La misma Pantoja en comparecencia ante decenas de miles de personas ha roto la ya caduca estanqueidad entre la copla y el juzgado, entre la tonadilla y el municipio. A lo largo de cada actuación desgrana una o dos frases relativamente encriptadas de extrema acción sociopolítica. Su rango, su audiencia, su vestuario, es analizado por los expertos en comunicación que así aprenden respecto a la presentación de líderes y jefes de empresa.
Lo tenido hasta ahora como inferior ha invertido la cara de la moneda. Lo gratuito es tan bueno o más que lo pagado, como demuestra la mayoría de la electrónica. Los periódicos gratuitos, estimados como subsidiarios y populacheros, han conquistado el carácter de notables prototipos y prácticamente cualquier cabecera afamada hará bien en ojear sus estrategias, sus contenidos y sus modos. La prensa gratuita, como la moneda de menor peso, va desplazando a lo más lurdo. Lo más grave, en general, va aprendiendo, como en los demás artículos contemporáneos la alternativa liviana. ¿Prensa amarilla? Basta que brote una noticia como la de las infecciones del anestesista valenciano o el rapto de la niña inglesa para que gane titular en primera.

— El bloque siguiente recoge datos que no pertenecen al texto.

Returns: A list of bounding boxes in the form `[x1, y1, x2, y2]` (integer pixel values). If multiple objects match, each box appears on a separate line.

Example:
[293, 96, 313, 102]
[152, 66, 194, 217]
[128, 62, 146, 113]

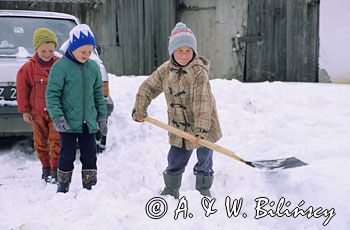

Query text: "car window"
[0, 17, 76, 55]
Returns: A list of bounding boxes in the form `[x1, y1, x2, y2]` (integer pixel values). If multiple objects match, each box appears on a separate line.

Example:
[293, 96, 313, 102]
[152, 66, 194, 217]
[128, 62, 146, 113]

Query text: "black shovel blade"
[246, 157, 307, 170]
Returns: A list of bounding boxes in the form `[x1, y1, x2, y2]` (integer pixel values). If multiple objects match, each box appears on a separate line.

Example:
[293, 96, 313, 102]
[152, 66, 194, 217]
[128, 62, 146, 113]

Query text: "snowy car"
[0, 10, 114, 149]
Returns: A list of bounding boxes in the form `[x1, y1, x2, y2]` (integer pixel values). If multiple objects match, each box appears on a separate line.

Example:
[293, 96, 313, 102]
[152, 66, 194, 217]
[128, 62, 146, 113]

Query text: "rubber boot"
[57, 169, 73, 193]
[160, 172, 182, 199]
[196, 175, 214, 197]
[41, 168, 51, 183]
[51, 169, 57, 184]
[81, 169, 97, 190]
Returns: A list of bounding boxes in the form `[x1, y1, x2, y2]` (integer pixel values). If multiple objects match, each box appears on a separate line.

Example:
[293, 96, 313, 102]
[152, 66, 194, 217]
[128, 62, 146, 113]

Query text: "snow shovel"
[144, 117, 307, 170]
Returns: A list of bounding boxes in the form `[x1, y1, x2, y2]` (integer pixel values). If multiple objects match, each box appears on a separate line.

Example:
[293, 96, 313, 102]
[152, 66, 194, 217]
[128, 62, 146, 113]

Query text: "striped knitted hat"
[168, 22, 197, 57]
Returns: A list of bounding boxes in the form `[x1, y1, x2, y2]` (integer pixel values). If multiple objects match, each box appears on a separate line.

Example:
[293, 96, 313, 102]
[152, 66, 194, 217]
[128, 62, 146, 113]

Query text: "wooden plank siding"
[242, 0, 319, 82]
[0, 0, 320, 82]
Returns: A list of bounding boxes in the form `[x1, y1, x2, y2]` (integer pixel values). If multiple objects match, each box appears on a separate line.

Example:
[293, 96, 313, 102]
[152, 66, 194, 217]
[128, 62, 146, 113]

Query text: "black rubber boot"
[196, 175, 214, 197]
[160, 172, 182, 199]
[57, 169, 73, 193]
[41, 168, 51, 183]
[81, 169, 97, 190]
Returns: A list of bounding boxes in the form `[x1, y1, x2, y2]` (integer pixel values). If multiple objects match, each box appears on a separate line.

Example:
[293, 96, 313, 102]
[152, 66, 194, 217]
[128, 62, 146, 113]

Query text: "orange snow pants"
[33, 114, 60, 170]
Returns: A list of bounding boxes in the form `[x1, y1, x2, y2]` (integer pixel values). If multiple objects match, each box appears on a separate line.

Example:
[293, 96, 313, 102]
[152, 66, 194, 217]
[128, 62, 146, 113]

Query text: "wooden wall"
[0, 0, 320, 82]
[241, 0, 319, 82]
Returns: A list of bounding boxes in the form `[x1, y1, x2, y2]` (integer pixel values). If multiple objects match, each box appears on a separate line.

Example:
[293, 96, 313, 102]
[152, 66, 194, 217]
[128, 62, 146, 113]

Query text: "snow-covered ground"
[0, 75, 350, 230]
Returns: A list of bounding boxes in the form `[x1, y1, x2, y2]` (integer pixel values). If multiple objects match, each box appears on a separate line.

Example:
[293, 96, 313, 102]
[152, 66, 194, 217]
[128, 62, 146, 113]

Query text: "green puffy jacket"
[46, 56, 107, 133]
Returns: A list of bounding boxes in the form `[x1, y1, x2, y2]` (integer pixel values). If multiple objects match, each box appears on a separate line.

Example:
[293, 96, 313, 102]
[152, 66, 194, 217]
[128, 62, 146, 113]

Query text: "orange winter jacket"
[16, 54, 59, 116]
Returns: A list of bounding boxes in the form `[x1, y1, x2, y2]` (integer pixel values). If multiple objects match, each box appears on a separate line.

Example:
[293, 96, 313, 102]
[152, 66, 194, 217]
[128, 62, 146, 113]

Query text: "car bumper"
[0, 106, 33, 137]
[0, 97, 114, 137]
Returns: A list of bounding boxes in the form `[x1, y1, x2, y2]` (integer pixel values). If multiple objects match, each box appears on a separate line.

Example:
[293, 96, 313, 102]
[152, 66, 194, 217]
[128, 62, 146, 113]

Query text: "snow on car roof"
[0, 10, 79, 22]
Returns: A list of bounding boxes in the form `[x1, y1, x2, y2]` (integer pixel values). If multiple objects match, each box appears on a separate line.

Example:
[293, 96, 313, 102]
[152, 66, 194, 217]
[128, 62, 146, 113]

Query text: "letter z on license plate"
[0, 86, 17, 101]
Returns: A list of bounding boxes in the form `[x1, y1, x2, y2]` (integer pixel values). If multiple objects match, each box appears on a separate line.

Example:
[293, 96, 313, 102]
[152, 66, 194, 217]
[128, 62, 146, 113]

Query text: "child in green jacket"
[46, 24, 107, 192]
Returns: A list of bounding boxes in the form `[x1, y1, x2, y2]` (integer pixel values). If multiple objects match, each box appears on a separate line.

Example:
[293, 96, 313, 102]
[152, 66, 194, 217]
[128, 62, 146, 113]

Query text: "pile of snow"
[0, 75, 350, 230]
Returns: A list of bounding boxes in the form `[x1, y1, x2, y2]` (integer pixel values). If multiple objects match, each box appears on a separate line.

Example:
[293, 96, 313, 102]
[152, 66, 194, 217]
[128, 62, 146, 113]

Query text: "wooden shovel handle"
[144, 117, 251, 166]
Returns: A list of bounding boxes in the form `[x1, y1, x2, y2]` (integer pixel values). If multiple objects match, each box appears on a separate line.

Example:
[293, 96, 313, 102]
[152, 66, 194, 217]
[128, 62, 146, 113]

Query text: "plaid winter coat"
[133, 56, 222, 150]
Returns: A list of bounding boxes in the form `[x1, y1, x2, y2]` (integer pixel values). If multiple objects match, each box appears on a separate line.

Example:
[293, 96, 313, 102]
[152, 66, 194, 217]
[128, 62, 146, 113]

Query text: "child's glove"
[53, 116, 70, 132]
[97, 117, 108, 136]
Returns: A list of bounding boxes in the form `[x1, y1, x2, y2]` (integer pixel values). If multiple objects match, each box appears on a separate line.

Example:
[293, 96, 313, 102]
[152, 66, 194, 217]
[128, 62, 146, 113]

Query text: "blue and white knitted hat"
[61, 24, 96, 52]
[168, 22, 197, 57]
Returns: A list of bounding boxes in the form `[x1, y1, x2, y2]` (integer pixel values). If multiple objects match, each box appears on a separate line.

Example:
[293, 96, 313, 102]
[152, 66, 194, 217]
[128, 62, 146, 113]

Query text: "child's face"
[36, 42, 56, 61]
[73, 45, 94, 63]
[174, 46, 193, 66]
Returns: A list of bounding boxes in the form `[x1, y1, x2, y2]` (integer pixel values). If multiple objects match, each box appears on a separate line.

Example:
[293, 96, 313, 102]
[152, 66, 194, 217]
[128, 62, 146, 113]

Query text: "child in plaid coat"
[132, 22, 222, 198]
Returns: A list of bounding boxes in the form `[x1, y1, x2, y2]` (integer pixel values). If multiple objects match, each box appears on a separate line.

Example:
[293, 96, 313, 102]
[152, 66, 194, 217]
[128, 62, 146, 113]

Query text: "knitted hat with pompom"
[33, 28, 58, 50]
[168, 22, 197, 57]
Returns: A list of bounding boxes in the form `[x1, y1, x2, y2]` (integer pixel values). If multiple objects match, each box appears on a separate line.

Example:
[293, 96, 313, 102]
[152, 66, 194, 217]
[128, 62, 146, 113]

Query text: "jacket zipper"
[81, 65, 86, 123]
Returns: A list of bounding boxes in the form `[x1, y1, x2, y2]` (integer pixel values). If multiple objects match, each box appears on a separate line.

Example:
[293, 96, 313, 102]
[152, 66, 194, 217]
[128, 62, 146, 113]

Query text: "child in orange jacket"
[16, 28, 60, 183]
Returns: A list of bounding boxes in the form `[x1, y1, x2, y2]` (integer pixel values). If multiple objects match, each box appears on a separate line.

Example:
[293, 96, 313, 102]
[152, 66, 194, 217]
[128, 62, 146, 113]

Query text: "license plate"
[0, 86, 17, 101]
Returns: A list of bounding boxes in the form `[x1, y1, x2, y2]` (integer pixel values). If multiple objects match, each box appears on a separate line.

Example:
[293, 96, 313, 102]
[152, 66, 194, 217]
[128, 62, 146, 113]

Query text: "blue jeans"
[165, 145, 214, 176]
[58, 124, 97, 172]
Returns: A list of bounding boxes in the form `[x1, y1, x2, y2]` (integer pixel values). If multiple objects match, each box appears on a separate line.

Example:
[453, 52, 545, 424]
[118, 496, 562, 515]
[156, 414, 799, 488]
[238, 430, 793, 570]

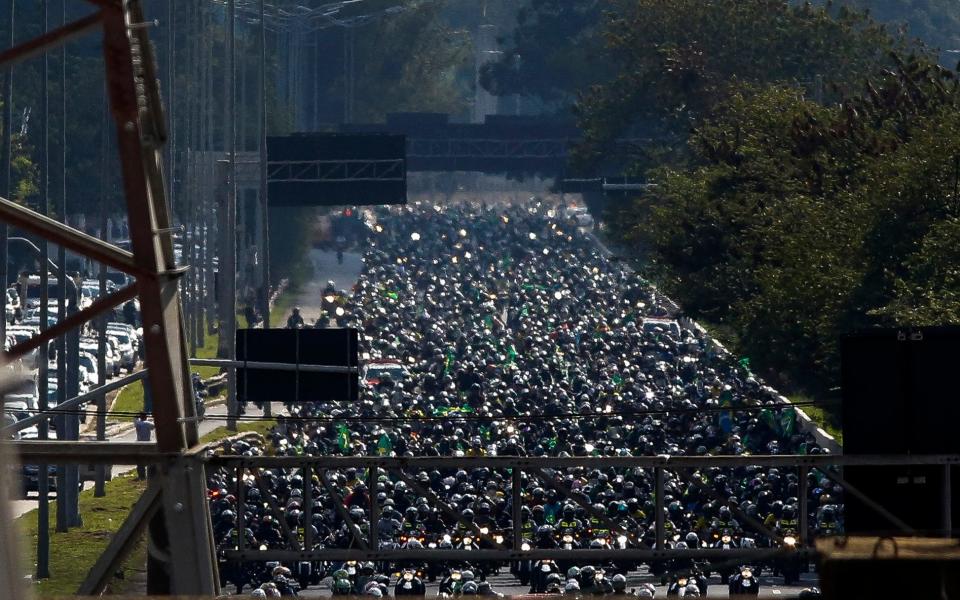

El modelo triunfador, en fin, no se inspira en lo más egregio; las ropas que molan no obtienen su referencia de los selectos salones, sino de los estratos más bajos. La democracia tenía que elegir entre la tentación de la excelencia para todos o el populismo a granel gestionado por unos cuantos. En estos momentos la tendencia sigue la voluptuosa dirección de la Pantoja.